The deal is the deal, and you cannot negotiate a higher percentage split. So resolve to make money by converting first-time guests into long-term patrons. Train your team to be world-class in suggestive selling and hospitality. This does not mean exclusively targeting voucher-bearers for upselling, but being habitually consistent at this art with every customer.

“The bearer is already your customer.”
If this is the case, then be pleased to learn that they are also users of Groupon or Living Social, et cetera. You occasionally buy a dessert or a drink for regulars don’t you? Chalk up the voucher to the same discretionary fund. Do not stoop to sarcasm or snide comments.

“No guarantee the first-timer will ever come back.”
That is true for any customer, whether they have been lured in by a discount or not. Do not treat the coupon-bearing customer with disdain or disrespect. See them for the ten-year-spend potential they represent if you can convert them into regulars. Kill them with kindness. Educate your staff and managers to display both grace under pressure and extraordinary service when it gets extraordinarily busy. This extends to the facial expression or body language the cashier or server or bartender or manager uses when the coupon is presented. And finally: make certain you are staffed properly for the expected rush of business. Emphasise any process that fosters more hospitality in and around each transaction.

“It attracts only deal-loyal, not brand- loyal customers.”

All traffic is not profit- able traffic. There is no doubt that a certain percentage of your coupon customers are there only for the discount. But the belief that the majority are is not supported by research. Last month the Chicago Tribune shared a Technomic survey of 5,000 restaurant-goers’ attitudes toward daily deal couponing sites that offered some surprising insights:
• 48 per cent of deal buyers used the coupon at a restaurant they have not yet visited, and 25 per cent used it at a restaurant they have only visited once before.
• 67 per cent later returned to the restaurant without a daily deal.
• 83 per cent recommended the restaurant to family and/or friends.
• 34 per cent posted a review of the restaurant on a site such as Yelp or Zagat, and 25 per cent wrote about the restaurant on their Facebook page.
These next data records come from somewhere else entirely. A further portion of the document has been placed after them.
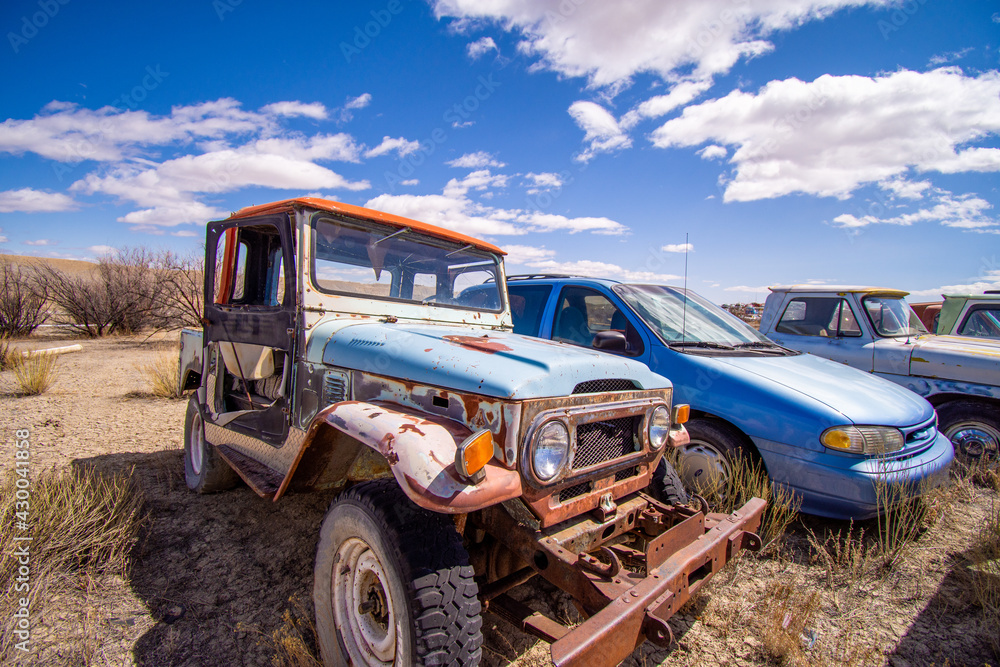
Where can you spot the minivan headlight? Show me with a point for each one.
(550, 451)
(871, 440)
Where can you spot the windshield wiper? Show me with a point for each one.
(701, 343)
(761, 346)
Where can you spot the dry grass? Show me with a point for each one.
(749, 480)
(83, 527)
(162, 375)
(34, 373)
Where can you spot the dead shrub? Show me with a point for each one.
(783, 619)
(124, 295)
(161, 375)
(34, 373)
(22, 309)
(82, 525)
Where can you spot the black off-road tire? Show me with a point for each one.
(433, 597)
(204, 470)
(973, 428)
(666, 485)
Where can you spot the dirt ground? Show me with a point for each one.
(215, 576)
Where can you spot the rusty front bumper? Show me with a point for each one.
(629, 574)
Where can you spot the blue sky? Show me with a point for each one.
(832, 141)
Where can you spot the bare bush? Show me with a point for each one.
(22, 309)
(125, 294)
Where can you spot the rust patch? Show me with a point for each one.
(410, 428)
(479, 344)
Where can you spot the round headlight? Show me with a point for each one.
(551, 450)
(659, 427)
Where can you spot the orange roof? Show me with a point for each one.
(364, 214)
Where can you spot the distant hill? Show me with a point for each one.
(68, 266)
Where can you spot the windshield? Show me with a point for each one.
(381, 262)
(892, 317)
(663, 309)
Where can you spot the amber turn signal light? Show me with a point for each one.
(681, 413)
(473, 455)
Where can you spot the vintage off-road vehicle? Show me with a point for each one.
(343, 350)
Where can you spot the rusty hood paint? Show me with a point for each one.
(491, 363)
(956, 358)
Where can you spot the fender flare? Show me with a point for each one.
(420, 450)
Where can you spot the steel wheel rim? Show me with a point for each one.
(974, 439)
(359, 578)
(703, 466)
(197, 445)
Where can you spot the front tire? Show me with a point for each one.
(974, 430)
(706, 463)
(204, 469)
(393, 584)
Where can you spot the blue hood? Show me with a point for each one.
(860, 397)
(490, 363)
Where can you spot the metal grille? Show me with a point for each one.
(574, 491)
(334, 389)
(598, 442)
(604, 386)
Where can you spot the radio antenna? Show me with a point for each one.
(684, 309)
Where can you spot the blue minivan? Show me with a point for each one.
(823, 430)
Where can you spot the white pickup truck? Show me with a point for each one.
(875, 330)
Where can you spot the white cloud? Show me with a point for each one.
(454, 209)
(480, 47)
(359, 102)
(610, 42)
(832, 135)
(28, 200)
(990, 280)
(963, 212)
(314, 110)
(601, 128)
(400, 145)
(476, 160)
(712, 152)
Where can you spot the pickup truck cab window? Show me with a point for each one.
(365, 259)
(819, 316)
(982, 322)
(892, 318)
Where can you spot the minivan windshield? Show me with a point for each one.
(681, 318)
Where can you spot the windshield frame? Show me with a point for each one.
(391, 237)
(698, 309)
(914, 326)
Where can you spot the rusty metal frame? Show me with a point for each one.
(676, 548)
While the process of social media/daily deals is digital, the fact remains that people are analogue. Leverage high tech to bring more business in, but focus on “high touch” to bring those people back. Service is the invisible product. Do not drive more traffic to your business without first having quality, service and cleanliness hard-wired into your people and processes. Great marketing can kill a bad business.